Ota Viaggi T.O. di Roma: tre punti di forza, uno (solo) di debolezza

Nel panorama dei tour operator a gestione familiare (quelli nei quali la proprietà è ancora in mano ai fondatori) Roma fa la parte del leone: se la leadership spetta da anni a Veratour della famiglia Pompili, seguono a ruota Idee per Viaggiare di Danilo Curzi, Roberto Maccari e Stefania Fusacchia, quindi Ota Viaggi T.O. della famiglia Aprea, Futura Vacanze di Stefano Brunetti, Viaggi del Mappamondo di Andrea Mele e Viaggi dell’Elefante di Enrico Ducrot. E poi Karisma Travelnet, Meridiano Viaggi, Todrà e mi scuso se ne ho dimenticato qualcuno. L’imprenditore si identifica totalmente con la sua creatura (era così anche in passato, si pensi a Sprintours di Jalel Hebara) e solo la sua capacità di “leggere” il mercato ha permesso a tutti i marchi citati di sopravvivere (alcuni più che bene) allo tsunami della pandemia.

Ota Viaggi T.O., però, ha quattro elementi che la distinguono dai colleghi capitolini: tre indubbiamente positivi, uno che può essere considerato negativo, ma anche no.
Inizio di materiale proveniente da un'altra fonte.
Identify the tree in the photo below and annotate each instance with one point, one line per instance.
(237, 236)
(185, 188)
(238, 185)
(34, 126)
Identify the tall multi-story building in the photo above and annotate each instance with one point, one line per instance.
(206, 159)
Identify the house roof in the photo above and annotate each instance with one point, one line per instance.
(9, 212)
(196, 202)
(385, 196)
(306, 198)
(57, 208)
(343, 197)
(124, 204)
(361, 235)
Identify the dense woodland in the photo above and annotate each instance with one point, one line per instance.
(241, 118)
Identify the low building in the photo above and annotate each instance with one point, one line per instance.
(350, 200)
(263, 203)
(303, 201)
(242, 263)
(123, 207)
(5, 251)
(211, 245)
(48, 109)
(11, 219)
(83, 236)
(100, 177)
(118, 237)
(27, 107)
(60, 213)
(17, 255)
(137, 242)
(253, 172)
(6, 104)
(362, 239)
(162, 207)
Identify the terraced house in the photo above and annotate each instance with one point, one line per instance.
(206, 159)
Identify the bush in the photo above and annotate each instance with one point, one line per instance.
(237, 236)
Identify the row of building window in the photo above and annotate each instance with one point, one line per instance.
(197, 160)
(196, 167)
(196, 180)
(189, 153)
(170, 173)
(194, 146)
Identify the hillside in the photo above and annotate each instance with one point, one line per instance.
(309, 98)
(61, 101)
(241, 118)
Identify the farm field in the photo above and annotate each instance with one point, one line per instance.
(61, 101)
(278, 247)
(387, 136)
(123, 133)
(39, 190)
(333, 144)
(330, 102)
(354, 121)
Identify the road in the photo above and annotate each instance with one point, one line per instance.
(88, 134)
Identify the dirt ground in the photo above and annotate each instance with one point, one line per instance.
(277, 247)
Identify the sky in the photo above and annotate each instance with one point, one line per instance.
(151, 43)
1. La famiglia Aprea è presente, ma non incombente. Prendiamo il caso opposto, quando la famiglia non solo è (era) presente, ma molto incombente: Viaggi del Ventaglio si identificava con Bruno Colombo, ma anche con Luigi Colombo, Alessandro Colombo e Stefano Colombo. Domenico e Mario Aprea, la seconda generazione di Ota Viaggi, erano praticamente sconosciuti fino al 2019, quando celebrarono i trent’anni dalla fondazione, insieme al padre Stefano. Non che il ceo Domenico e il cfo Mario non siano presenti in azienda, anzi, ogni decisione strategica passa dalla loro scrivania. Però - magari per ignote discendenze sabaude - amano l’understatement.

2. Il direttore commerciale è lo stesso da ventidue anni e mezzo. Massimo Diana è molto più di un direttore commerciale, il mercato lo sa e la proprietà gliene rende merito. Anzi, a rendergliene ancora più merito è stato il contest che lo ha nominato “Personaggio dell’anno 2022” per questa testata: primato peraltro sottratto a un t.o. molto più grande e molto poco romano. Diana viene dai villaggi e in OTA Viaggi è cresciuto da zero, o quasi, agli 82 milioni di fatturato del 2022: visto che il successo di un t.o. è determinato da soli due elementi - prodotto e vendite - si capisce perché Massimo Diana sia sulla strada di quei manager giapponesi, tipo Toyota, che una volta entravano da stagisti e uscivano da pensionati.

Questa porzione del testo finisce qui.